Emily R. Kalambaheti1*, Megan Manno2 and Matthew M. Antonucci1, 3

1Plasticity Brain Centers, United States

2University of Central Florida, United States

3Carrick Institute, United States

Presentation: A 49-year-old female patient presented to Plasticity Brain Centers for evaluation and treatment of post concussive syndrome following to a motor vehicle collision with the following symptomatology: memory lapses, fatigue, brain fog, pain, and anxiety.

Findings: When asked to rate her symptoms on a graded symptom checklist (GSC) (Simon 2017), she reported a score of 66. On the standardized assessment of concussion, she scored 24 out of 30. Her Trails B time was 59.6 seconds (50th percentile being 47.1 seconds). Her digit symbol matching score on the processing speed test was 49 in 120 seconds (50th percentile being 56).

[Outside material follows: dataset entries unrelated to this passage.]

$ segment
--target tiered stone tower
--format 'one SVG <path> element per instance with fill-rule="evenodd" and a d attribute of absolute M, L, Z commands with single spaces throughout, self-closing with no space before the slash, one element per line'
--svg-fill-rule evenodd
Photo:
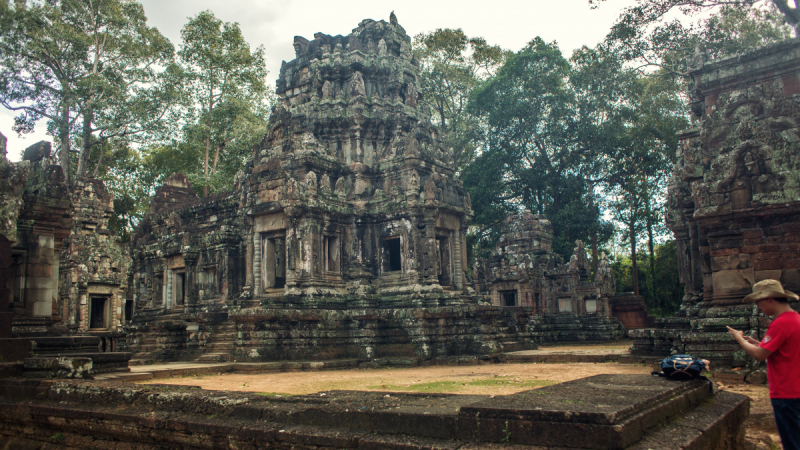
<path fill-rule="evenodd" d="M 243 183 L 254 298 L 460 304 L 469 195 L 452 149 L 421 120 L 405 30 L 368 19 L 348 36 L 295 37 L 294 47 Z"/>

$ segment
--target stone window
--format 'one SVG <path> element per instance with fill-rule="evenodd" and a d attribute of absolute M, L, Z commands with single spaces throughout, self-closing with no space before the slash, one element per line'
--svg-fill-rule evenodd
<path fill-rule="evenodd" d="M 558 299 L 558 312 L 572 312 L 572 299 L 571 298 Z"/>
<path fill-rule="evenodd" d="M 452 286 L 452 257 L 450 239 L 447 236 L 436 236 L 436 256 L 439 262 L 439 285 Z"/>
<path fill-rule="evenodd" d="M 502 302 L 502 306 L 517 306 L 516 289 L 500 291 L 500 300 Z"/>
<path fill-rule="evenodd" d="M 107 329 L 109 327 L 110 303 L 108 297 L 89 297 L 89 328 Z"/>
<path fill-rule="evenodd" d="M 587 313 L 596 313 L 597 312 L 597 300 L 596 299 L 586 300 L 586 312 Z"/>
<path fill-rule="evenodd" d="M 200 273 L 199 284 L 200 289 L 203 290 L 203 295 L 217 293 L 217 268 L 214 266 L 206 267 Z"/>
<path fill-rule="evenodd" d="M 325 236 L 322 243 L 323 264 L 325 272 L 339 272 L 340 249 L 339 238 Z"/>
<path fill-rule="evenodd" d="M 263 236 L 261 239 L 261 280 L 267 289 L 283 289 L 286 285 L 286 239 L 284 236 Z"/>
<path fill-rule="evenodd" d="M 133 319 L 133 300 L 125 301 L 125 321 Z"/>
<path fill-rule="evenodd" d="M 383 241 L 383 271 L 397 272 L 403 270 L 403 258 L 400 236 L 391 236 Z"/>

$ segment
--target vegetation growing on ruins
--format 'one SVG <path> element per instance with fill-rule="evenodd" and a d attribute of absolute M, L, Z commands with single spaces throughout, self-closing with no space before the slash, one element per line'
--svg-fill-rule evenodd
<path fill-rule="evenodd" d="M 791 37 L 798 21 L 786 0 L 639 0 L 605 42 L 571 56 L 534 36 L 516 53 L 460 29 L 417 36 L 420 102 L 472 196 L 473 254 L 526 208 L 556 224 L 565 259 L 587 242 L 595 271 L 616 234 L 617 290 L 675 312 L 676 249 L 658 237 L 676 135 L 690 124 L 689 69 Z M 187 22 L 177 52 L 135 1 L 0 2 L 0 27 L 0 103 L 18 112 L 15 131 L 44 119 L 69 178 L 114 194 L 110 227 L 123 235 L 173 172 L 203 195 L 230 189 L 265 135 L 263 49 L 211 11 Z"/>

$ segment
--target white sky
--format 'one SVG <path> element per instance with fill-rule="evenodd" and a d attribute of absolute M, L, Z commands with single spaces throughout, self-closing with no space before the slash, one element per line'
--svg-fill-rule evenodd
<path fill-rule="evenodd" d="M 251 47 L 263 45 L 274 86 L 281 61 L 294 58 L 294 36 L 313 39 L 314 33 L 347 35 L 363 19 L 389 20 L 395 12 L 409 36 L 437 28 L 461 28 L 489 44 L 517 51 L 540 36 L 557 41 L 569 57 L 583 45 L 599 43 L 625 6 L 633 0 L 608 0 L 590 9 L 588 0 L 139 0 L 149 23 L 169 38 L 176 50 L 180 29 L 189 17 L 210 9 L 225 22 L 239 22 Z M 20 139 L 11 130 L 12 111 L 0 108 L 0 132 L 8 137 L 8 157 L 18 161 L 21 152 L 45 135 L 45 123 Z"/>

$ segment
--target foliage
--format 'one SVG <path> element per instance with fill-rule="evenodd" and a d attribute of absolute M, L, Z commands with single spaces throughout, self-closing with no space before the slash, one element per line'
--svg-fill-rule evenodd
<path fill-rule="evenodd" d="M 569 258 L 581 239 L 596 255 L 613 232 L 602 194 L 636 174 L 665 178 L 685 125 L 674 89 L 652 88 L 604 47 L 568 61 L 537 38 L 510 56 L 470 99 L 485 124 L 482 153 L 462 176 L 483 227 L 475 240 L 491 247 L 489 230 L 527 208 L 557 224 L 556 252 Z"/>
<path fill-rule="evenodd" d="M 643 270 L 647 266 L 644 254 L 638 255 L 639 278 L 645 279 L 651 275 Z M 629 256 L 614 255 L 611 267 L 614 270 L 614 279 L 617 292 L 633 292 L 634 281 L 632 261 Z M 641 295 L 650 314 L 657 317 L 674 315 L 681 305 L 684 294 L 684 285 L 680 283 L 678 275 L 678 254 L 675 241 L 667 241 L 655 247 L 655 271 L 652 283 L 644 283 Z"/>
<path fill-rule="evenodd" d="M 181 38 L 178 55 L 193 105 L 184 142 L 203 142 L 205 149 L 202 176 L 196 169 L 186 173 L 207 194 L 215 183 L 220 187 L 220 180 L 232 180 L 230 172 L 243 167 L 243 158 L 251 151 L 248 146 L 264 135 L 270 100 L 264 48 L 251 52 L 239 24 L 223 23 L 211 11 L 190 19 Z M 213 163 L 209 161 L 212 147 Z M 221 156 L 229 167 L 215 177 Z"/>
<path fill-rule="evenodd" d="M 495 74 L 511 52 L 467 37 L 459 29 L 437 29 L 414 38 L 414 56 L 419 62 L 421 102 L 433 115 L 431 121 L 454 151 L 456 173 L 476 156 L 478 118 L 467 112 L 472 89 Z"/>
<path fill-rule="evenodd" d="M 597 7 L 605 0 L 590 0 Z M 638 68 L 688 77 L 692 55 L 734 55 L 789 38 L 795 24 L 786 0 L 637 0 L 626 8 L 606 42 Z"/>
<path fill-rule="evenodd" d="M 163 132 L 170 123 L 179 98 L 172 44 L 147 26 L 140 4 L 19 1 L 0 12 L 0 102 L 20 112 L 18 132 L 48 120 L 67 176 L 75 136 L 83 137 L 75 175 L 84 176 L 93 146 Z"/>

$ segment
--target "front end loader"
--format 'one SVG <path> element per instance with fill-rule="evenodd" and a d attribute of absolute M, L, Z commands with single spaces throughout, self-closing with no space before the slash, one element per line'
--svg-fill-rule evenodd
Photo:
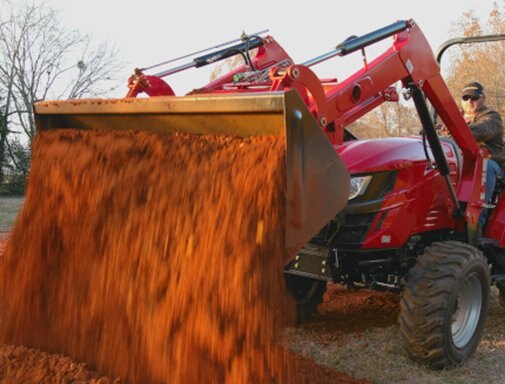
<path fill-rule="evenodd" d="M 138 80 L 136 84 L 140 83 L 151 84 L 152 80 Z M 129 94 L 136 92 L 130 90 Z M 35 104 L 35 119 L 39 131 L 140 130 L 161 134 L 284 137 L 286 247 L 290 253 L 296 253 L 347 203 L 350 185 L 347 167 L 296 90 L 209 92 L 41 101 Z"/>
<path fill-rule="evenodd" d="M 387 38 L 392 46 L 347 79 L 322 80 L 311 69 Z M 393 289 L 403 292 L 409 356 L 436 368 L 470 358 L 486 317 L 489 255 L 505 247 L 503 230 L 488 230 L 488 241 L 479 237 L 487 153 L 418 25 L 397 21 L 302 64 L 271 36 L 229 45 L 155 75 L 145 74 L 153 67 L 135 70 L 123 99 L 38 102 L 38 131 L 285 137 L 285 246 L 292 257 L 285 279 L 300 316 L 317 307 L 328 281 Z M 237 54 L 243 65 L 188 95 L 176 96 L 162 79 Z M 397 83 L 414 101 L 422 137 L 356 140 L 346 127 L 398 101 Z M 142 93 L 150 97 L 137 97 Z M 427 102 L 453 140 L 438 137 Z"/>

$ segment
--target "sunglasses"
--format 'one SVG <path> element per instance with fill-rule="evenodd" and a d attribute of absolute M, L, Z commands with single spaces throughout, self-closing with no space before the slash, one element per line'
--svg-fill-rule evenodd
<path fill-rule="evenodd" d="M 468 100 L 472 100 L 472 101 L 477 101 L 480 99 L 480 96 L 468 96 L 468 95 L 465 95 L 462 97 L 463 101 L 468 101 Z"/>

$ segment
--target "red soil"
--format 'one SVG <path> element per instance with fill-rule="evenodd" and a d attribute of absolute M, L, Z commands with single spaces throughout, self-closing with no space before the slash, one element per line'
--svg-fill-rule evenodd
<path fill-rule="evenodd" d="M 387 327 L 397 322 L 399 302 L 400 296 L 391 292 L 349 290 L 330 284 L 312 323 L 324 323 L 344 333 Z"/>
<path fill-rule="evenodd" d="M 368 383 L 279 347 L 282 140 L 55 131 L 33 153 L 0 341 L 34 349 L 0 349 L 2 383 L 112 382 L 74 361 L 115 383 Z M 357 310 L 328 298 L 323 317 Z"/>

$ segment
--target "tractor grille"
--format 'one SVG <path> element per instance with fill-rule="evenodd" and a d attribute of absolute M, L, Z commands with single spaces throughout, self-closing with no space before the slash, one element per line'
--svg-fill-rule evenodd
<path fill-rule="evenodd" d="M 365 240 L 365 236 L 370 229 L 374 217 L 374 213 L 347 215 L 345 224 L 335 237 L 335 245 L 359 247 Z"/>
<path fill-rule="evenodd" d="M 312 244 L 327 245 L 340 229 L 338 217 L 326 224 L 319 233 L 310 240 Z"/>

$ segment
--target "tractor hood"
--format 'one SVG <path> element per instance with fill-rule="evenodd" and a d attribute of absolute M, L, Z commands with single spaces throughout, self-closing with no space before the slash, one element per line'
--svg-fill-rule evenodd
<path fill-rule="evenodd" d="M 426 161 L 420 137 L 353 140 L 335 149 L 350 174 L 395 170 Z"/>

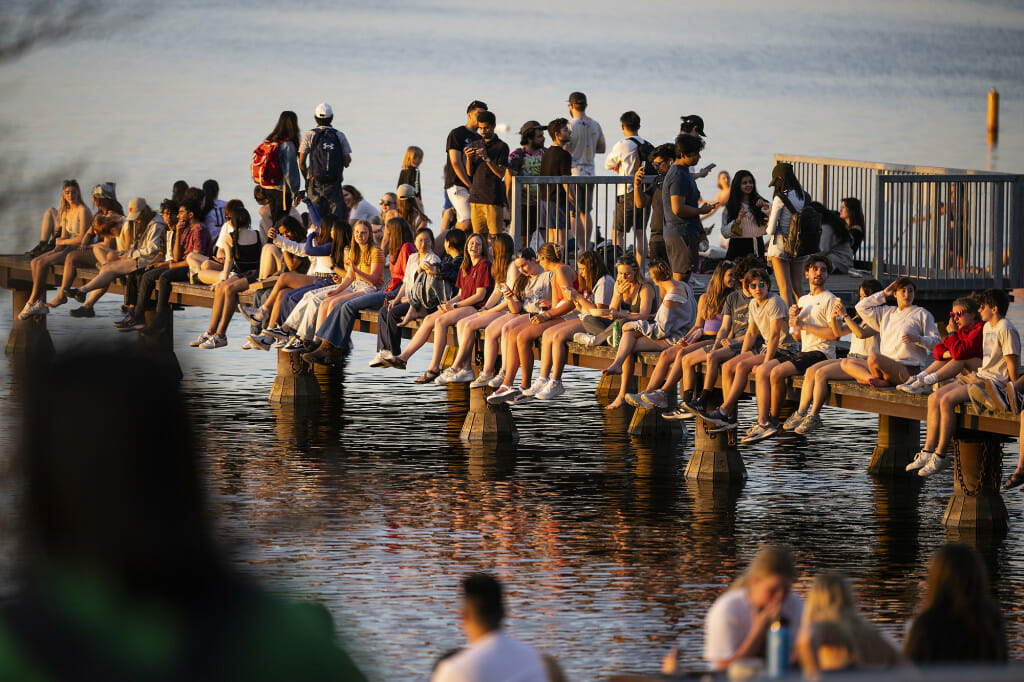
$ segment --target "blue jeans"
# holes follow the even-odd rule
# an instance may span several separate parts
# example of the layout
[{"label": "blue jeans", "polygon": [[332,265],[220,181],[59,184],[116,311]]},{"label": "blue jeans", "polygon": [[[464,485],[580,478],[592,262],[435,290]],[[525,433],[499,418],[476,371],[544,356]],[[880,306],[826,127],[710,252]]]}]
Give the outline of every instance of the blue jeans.
[{"label": "blue jeans", "polygon": [[332,346],[348,349],[352,345],[352,328],[360,310],[379,308],[384,301],[395,295],[391,291],[372,291],[361,296],[353,296],[344,303],[334,306],[323,324],[316,330],[316,338],[322,339]]}]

On the King Devick (Galleta 2015) (Olson 2017) 3-card baseline test, she received a score of 62.9 seconds.

Methods: A 5-day, multi-modal program of neurological exercises was administered in 10 one-hour treatment sessions (Carrick 2017) that consisted of repetitive peripheral somatosensory stimuli, neuromuscular reeducation exercises, vestibular rehabilitation exercises, orthoptic exercises, and off-vertical axis rotation (Gdowski 1999) utilizing a multi-axis rotational chair (MARC).

Outcome: Upon exit, the symptom severity score decreased to 17 (-74.2424%). The standardized assessment of concussion score increased to 29 (17.2413%); Trails B was 45.9 seconds (-22.987%); digit symbol matching score was at 56 (12.5%). The King Devick score decreased to 48.3 seconds (-23.211%).

Conclusion: The authors suggest further investigation into multi-modal, intensive approaches to decrease symptom severity and improve standardized assessment of concussion scores in patients with Post Concussive Syndrome.

References:

  1. Carrick FR, Clark JF, Pagnacco G, Antonucci MM, Hankir A, Zaman R and Oggero E (2017) Head–Eye Vestibular Motion Therapy Affects the Mental and Physical Health of Severe Chronic Postconcussion Patients. Front. Neurol. 8:414. doi: 10.3389/fneur.2017.00414
  2. Galetta KM, Liu M, Leong DF, Ventura RE, Galetta SL, Baleer LJ. (2015) The King-Devick test of rapid number naming for concussion detection: meta-analysis and systematic review of the literature. Concussion. (2015) doi: 102217/cnc.15.8
  3. Gdowski GT, McCrea RA. Integration of vestibular and head movement signals in the vestibular nuclei during whole-body rotation. J Neurophysiol (1999) 82:436–49
  4. Olson BL, Oberlander TJ, Weidauer L (2017) Test-Retest Reliability of the King-Devick Test in an Adolescent Population. J of Athletic Training. 2017;52(2):000–000. doi: 10.4085/1062-6050-52.2.12
    Simon M, Maerlender A, Metzger K, Decoster L, Hollingworth A, McLeod TV. Reliability and Concurrent Validity of Select C3 Logix Test Components. Developmental Neuropsychology (2017) Oct; 0: 1-14. Doi: 10.1080/87565641.2017.1383994. Epub 2017 Oct 25.